ICE claims it has been properly treating the boy, who was only taken to a San Antonio hospital on Tuesday after ICE was contacted by the media. Medical records shared with AP show that the boy was not seen by a pediatric neurologist, but doctors at the hospital consulted the neurosurgery department. A followup was deemed unnecessary since the MRI was clear.
Cohen told the AP that the child had an appointment with a neurologist before being detained, a recommendation given by the first hospital he was treated at following the injury. Cohen provided the boy’s medical records, which diagnose the child with a mild traumatic brain injury and an epidural hematoma, bleeding between his brain and skull. Cohen argued that current testing does not dismiss the complications that could have resulting from the previous bleeding. The San Antonio hospital did not have the paperwork from the California hospital that first treated him, the AP found.

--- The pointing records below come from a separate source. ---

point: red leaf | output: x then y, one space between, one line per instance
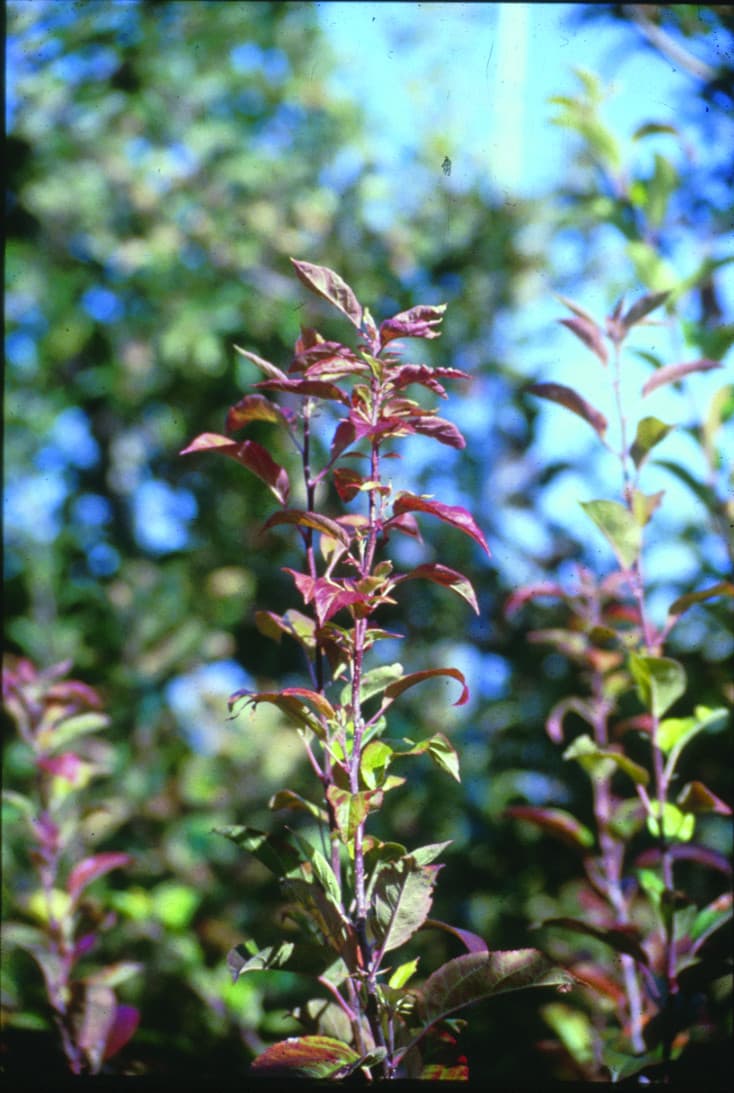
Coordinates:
315 1057
589 333
442 575
416 322
316 520
87 870
673 372
250 455
125 1025
454 515
393 690
253 408
330 286
567 397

ICE stands by its defense that it provided the right care to the child; “no issues were present that required the need to elevate the case to another neurological specialist,” the agency said in a statement Thursday. While it has declined to comment on the lawsuit, ICE claims the child’s mother did not inform the agency of her son’s injury when detained in January. The boy’s aunt and Cohen are afraid that, if not addressed, the issues the child faces will only worsen. “I fear for his immediate health and safety, and for his long-term health and safety, because we know that traumatic brain injuries in children can have devastating consequences for the rest of their lives,” Cohen said.
Healthcare is a basic human right that should be accessible to all, especially children. While ICE is quick to defend the “care” it provides to children, news reports tell otherwise. According to ProPublica, as of January, at least six migrant children have died in the custody of ICE and Border Patrol since the current administration took office. The Trump administration has been under fire for its lack of sanitation and limited supply of food and water provided to those in custody, yet still fails to acknowledge the terrible way it treats immigrants.